Enhance your Vonage Video Applications with Audio Connector
Published on March 30, 2023

Video communication has evolved rapidly over recent years, and there are many features these days for customizing the video calling experience for users. Many features focus on manipulating the video feed, such as background replacement or background blur. The audio component of a video call shouldn't be neglected though. The ability to work with audio feeds opens up a ton of possibilities for enhancing the overall user experience. If you're using Vonage's video API, then the Audio Connector feature is designed exactly for this purpose!

What is Audio Connector?

Audio Connector is a feature of the Vonage Video API that lets you send raw audio streams from a Vonage Video session, via your own WebSocket server, to external services for further processing.

There are a few ways in which this feature can be used:

  • Send a single audio stream to a WebSocket URL

  • Send multiple audio streams, each to a separate WebSocket URL

  • Send multiple, mixed audio streams to a single WebSocket URL

Diagram of the Audio Connector routing streams form client publishers via the Vonage Video Media Router to a WebSocket serverOverview Diagram of Audio Connector

What can you do with Audio Connector?

There are many potential applications and use cases for the Audio Connector feature. For example, processing audio streams to create live captioning, live or offline transcriptions, or translations of the audio could help improve accessibility in a record-keeping context. Scanning for specific words in an audio stream could be used for content moderation or search and index applications. Audio streams can also be used in media intelligence applications, such as creating a textual summary of a call or meeting. Another application uses an audio stream for sentiment analysis of a conversation. These are just a few examples of the many available possibilities via this feature.

How can you use Audio Connector in your applications?

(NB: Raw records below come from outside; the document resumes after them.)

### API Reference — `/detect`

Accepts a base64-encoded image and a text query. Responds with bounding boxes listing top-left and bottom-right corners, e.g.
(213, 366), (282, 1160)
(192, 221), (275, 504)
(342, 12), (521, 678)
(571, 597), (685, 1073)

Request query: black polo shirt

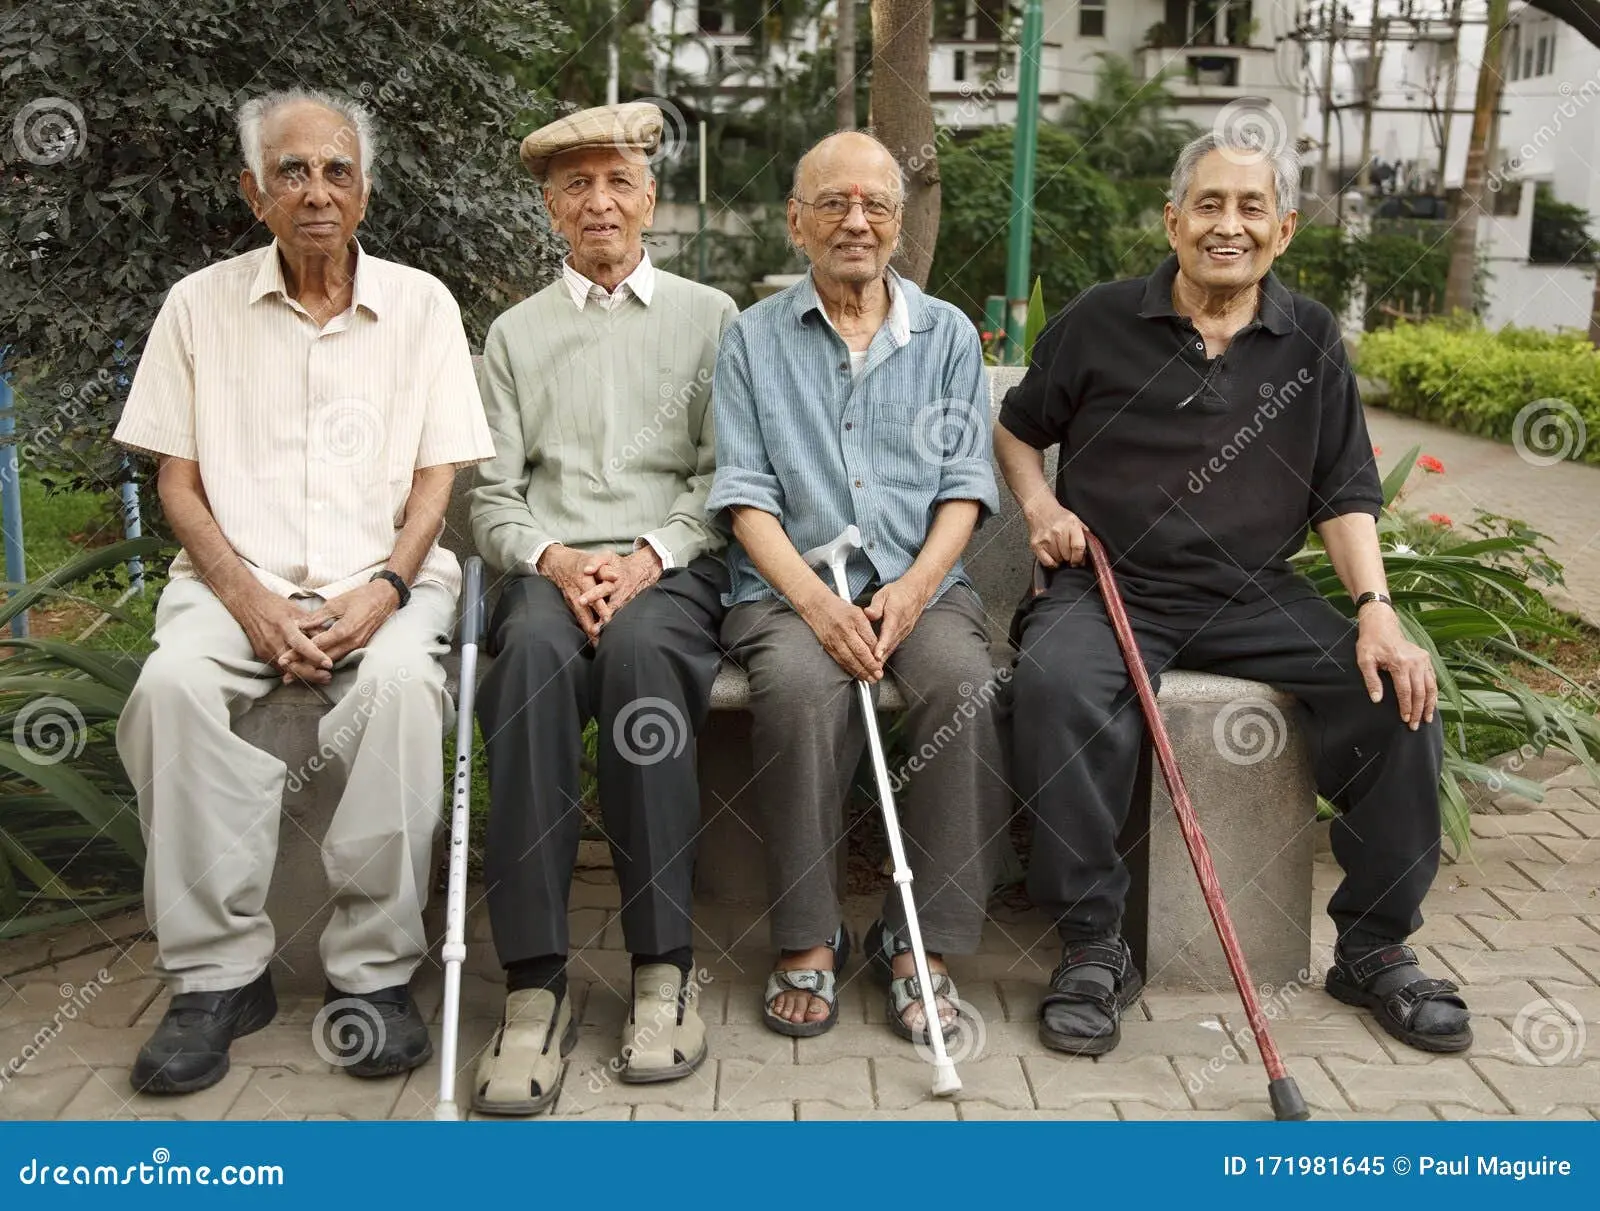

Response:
(999, 255), (1382, 621)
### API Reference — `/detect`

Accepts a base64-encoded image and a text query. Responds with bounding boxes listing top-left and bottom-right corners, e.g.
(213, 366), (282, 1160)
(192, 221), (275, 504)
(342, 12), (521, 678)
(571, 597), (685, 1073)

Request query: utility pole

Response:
(1444, 0), (1510, 314)
(1356, 1), (1384, 191)
(606, 0), (621, 106)
(1435, 0), (1465, 192)
(1316, 1), (1339, 200)
(1003, 0), (1043, 364)
(836, 0), (856, 130)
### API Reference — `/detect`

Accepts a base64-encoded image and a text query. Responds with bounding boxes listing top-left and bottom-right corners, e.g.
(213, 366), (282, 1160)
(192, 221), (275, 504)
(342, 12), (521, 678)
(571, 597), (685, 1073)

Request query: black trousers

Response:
(477, 557), (728, 964)
(1012, 568), (1443, 952)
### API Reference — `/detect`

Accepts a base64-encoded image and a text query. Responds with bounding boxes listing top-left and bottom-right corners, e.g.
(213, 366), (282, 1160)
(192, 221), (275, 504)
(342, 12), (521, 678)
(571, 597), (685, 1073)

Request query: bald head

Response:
(786, 130), (906, 288)
(791, 131), (905, 204)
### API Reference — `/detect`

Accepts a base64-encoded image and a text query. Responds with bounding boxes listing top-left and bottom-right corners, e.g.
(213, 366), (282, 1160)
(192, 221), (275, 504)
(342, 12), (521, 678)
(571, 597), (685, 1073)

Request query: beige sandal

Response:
(619, 963), (707, 1084)
(472, 988), (577, 1116)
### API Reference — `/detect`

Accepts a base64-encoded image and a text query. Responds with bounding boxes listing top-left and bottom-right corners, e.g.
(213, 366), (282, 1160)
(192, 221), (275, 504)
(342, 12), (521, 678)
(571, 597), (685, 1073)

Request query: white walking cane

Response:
(801, 526), (962, 1097)
(435, 554), (485, 1121)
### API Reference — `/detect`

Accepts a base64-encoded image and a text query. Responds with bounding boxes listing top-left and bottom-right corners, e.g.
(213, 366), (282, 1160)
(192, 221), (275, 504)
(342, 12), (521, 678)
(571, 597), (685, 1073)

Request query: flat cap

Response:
(519, 101), (663, 181)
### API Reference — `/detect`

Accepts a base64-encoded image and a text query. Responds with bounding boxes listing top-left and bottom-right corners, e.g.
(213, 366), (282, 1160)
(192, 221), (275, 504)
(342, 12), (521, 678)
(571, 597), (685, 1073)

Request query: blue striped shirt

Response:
(706, 269), (1000, 607)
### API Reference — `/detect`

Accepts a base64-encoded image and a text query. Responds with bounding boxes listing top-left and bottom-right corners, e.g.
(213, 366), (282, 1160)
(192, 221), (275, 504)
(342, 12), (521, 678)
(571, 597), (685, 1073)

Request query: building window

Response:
(1080, 0), (1106, 38)
(1536, 34), (1549, 76)
(953, 50), (967, 81)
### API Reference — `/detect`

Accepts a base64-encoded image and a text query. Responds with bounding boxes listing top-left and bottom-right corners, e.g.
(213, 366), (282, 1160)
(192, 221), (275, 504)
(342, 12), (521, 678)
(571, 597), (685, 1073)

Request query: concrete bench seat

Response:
(245, 366), (1317, 995)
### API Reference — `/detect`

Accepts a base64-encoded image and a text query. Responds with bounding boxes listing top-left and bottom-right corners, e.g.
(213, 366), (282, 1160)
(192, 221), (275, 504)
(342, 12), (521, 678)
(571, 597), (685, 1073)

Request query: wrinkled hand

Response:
(1355, 603), (1436, 729)
(1024, 498), (1089, 569)
(577, 547), (663, 633)
(799, 590), (883, 683)
(229, 584), (335, 686)
(539, 545), (608, 640)
(863, 576), (931, 663)
(291, 579), (400, 677)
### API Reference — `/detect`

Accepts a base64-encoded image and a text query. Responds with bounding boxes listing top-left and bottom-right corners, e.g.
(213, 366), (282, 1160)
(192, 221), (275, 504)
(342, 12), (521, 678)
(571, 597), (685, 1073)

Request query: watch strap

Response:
(371, 569), (411, 609)
(1354, 591), (1393, 612)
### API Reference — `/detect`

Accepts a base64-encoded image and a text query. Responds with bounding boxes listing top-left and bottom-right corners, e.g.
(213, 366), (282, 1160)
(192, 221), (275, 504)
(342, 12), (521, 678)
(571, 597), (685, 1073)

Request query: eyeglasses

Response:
(793, 193), (902, 224)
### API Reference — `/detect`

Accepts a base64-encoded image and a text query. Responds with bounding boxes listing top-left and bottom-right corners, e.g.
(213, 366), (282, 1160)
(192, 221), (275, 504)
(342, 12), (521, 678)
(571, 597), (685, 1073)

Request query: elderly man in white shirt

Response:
(114, 88), (494, 1096)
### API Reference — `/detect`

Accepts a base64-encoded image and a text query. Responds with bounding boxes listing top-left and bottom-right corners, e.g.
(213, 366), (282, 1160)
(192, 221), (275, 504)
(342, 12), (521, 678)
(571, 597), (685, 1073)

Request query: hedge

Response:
(1355, 321), (1600, 466)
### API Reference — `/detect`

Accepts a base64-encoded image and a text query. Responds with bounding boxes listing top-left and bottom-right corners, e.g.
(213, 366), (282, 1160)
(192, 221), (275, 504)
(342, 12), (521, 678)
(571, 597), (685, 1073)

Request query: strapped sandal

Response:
(1037, 936), (1144, 1057)
(1325, 943), (1472, 1053)
(864, 919), (960, 1045)
(472, 987), (578, 1116)
(619, 962), (708, 1084)
(762, 924), (851, 1038)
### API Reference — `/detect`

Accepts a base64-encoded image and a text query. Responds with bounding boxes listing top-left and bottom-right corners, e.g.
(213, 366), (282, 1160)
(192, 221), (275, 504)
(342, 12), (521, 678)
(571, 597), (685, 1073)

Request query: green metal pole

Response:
(1003, 0), (1044, 365)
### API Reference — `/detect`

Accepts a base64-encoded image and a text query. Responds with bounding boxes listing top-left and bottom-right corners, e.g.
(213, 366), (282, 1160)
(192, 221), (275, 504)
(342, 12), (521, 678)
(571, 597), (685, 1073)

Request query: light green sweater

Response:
(470, 270), (738, 573)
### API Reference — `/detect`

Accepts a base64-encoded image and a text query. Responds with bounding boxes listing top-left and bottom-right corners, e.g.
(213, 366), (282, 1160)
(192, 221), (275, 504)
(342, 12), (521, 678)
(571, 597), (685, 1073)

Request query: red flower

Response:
(1428, 512), (1453, 526)
(1371, 444), (1383, 457)
(1417, 455), (1445, 474)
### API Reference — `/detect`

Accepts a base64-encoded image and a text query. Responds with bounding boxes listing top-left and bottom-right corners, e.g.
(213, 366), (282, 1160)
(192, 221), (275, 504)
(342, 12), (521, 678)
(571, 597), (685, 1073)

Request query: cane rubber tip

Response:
(931, 1063), (962, 1098)
(1268, 1077), (1311, 1121)
(434, 1101), (463, 1122)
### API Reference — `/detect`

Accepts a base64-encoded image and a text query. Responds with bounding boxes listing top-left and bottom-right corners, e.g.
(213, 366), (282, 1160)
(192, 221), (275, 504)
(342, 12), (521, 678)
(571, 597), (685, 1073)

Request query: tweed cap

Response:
(519, 101), (663, 181)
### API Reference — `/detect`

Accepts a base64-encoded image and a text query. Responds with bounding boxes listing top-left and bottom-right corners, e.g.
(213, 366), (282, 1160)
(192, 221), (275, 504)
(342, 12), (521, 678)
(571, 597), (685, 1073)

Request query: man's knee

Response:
(127, 644), (227, 713)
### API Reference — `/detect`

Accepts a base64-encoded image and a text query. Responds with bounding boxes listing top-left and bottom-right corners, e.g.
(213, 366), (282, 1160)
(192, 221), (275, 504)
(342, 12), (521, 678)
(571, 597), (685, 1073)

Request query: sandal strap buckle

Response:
(1341, 943), (1419, 986)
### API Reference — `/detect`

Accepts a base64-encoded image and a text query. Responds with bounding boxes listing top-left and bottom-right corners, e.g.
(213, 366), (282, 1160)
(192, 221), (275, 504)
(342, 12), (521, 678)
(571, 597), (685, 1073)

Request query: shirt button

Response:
(854, 479), (863, 488)
(867, 541), (876, 550)
(839, 363), (848, 373)
(845, 422), (853, 430)
(1195, 340), (1204, 351)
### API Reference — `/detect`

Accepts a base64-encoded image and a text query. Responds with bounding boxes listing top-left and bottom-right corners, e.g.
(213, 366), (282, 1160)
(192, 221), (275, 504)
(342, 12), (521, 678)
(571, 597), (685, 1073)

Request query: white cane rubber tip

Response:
(931, 1063), (962, 1097)
(434, 1101), (463, 1122)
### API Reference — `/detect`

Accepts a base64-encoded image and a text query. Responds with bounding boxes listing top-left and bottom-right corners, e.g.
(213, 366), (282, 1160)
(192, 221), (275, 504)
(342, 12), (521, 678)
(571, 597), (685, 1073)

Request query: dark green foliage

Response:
(1529, 183), (1597, 266)
(1, 0), (567, 491)
(1059, 53), (1199, 214)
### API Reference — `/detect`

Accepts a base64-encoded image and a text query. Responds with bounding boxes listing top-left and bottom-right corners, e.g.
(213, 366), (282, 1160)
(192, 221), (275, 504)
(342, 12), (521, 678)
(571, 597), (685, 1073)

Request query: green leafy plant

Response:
(1295, 450), (1600, 855)
(0, 537), (167, 936)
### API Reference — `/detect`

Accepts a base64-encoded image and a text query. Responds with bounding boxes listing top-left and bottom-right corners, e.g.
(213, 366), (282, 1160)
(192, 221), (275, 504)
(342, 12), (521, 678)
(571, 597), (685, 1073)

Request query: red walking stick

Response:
(1038, 534), (1310, 1121)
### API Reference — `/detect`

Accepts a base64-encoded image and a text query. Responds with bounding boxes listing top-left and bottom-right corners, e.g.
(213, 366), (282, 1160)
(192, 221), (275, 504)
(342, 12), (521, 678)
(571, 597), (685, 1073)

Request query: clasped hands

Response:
(540, 543), (664, 642)
(235, 577), (402, 687)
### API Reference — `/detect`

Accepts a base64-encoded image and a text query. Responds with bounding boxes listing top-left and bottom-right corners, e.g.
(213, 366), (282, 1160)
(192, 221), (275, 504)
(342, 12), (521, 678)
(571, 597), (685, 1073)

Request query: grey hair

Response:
(237, 89), (377, 181)
(1170, 130), (1300, 214)
(789, 129), (908, 202)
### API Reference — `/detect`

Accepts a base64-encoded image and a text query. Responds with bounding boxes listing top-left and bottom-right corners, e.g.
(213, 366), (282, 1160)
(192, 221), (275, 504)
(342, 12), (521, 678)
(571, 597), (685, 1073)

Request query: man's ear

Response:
(1275, 209), (1299, 255)
(1162, 200), (1179, 250)
(240, 169), (266, 220)
(786, 197), (804, 253)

Adding Audio Connector functionality to your Vonage Video applications requires the following components:

  1. A websocket, with a publicly accessible websocket URI

  2. An external service to process the audio in some way

  3. The Vonage Video /connect REST endpoint

There are many ways in which you could set up components 1 and 2, and how you decide to do this is really up to you. Later in this article, we’ll walk through of a sample application that uses Koa WebSocket for the WebSocket component, and Symbl.ai for the audio processing component.

With regards to component 3, the Vonage Video /connect REST endpoint, detailed documentation is available in our REST API reference and Developer Guide. In brief though, an HTTP POST request to the endpoint will start streaming the audio from the specified Vonage Video session to the designated WebSocket URI. The request body requires certain information to be included, such as the sessionId for the Video Session from which the audio will be streamed, a valid token for that session, and the URI for the WebSocket that the audio is to be streamed to. There are also some optional properties, including a streams array that allows you to specify individual audio streams to be streamed to the WebSocket; we’ll look at this property in more detail as part of the sample application walkthrough.

On the Vonage Video side of things, that’s pretty much it. The audio from the session is streamed to the WebSocket. There are then endless possibilities for what you do with those audio streams.

Let’s look at one example of what you can do!

Sample Application Walkthrough

In this demo application, we implement a transcription feature for video calling using Symbl.ai’s Streaming API. You can check out (and clone) the full demo app on our Vonage Community GitHub org. In this post, we’ll walk through some of the key features and components of the app.

Note: this is a high-level walkthrough of some of the key elements of the application rather than an in-depth tutorial. Also, it assumes some knowledge of building an Express-style Node application and some familiarity with how the Vonage Video API works.

Application Overview

We first need to join the video session by entering a name and clicking on ‘Join’. The name entered will later be used to identify the speaker for the specific audio stream.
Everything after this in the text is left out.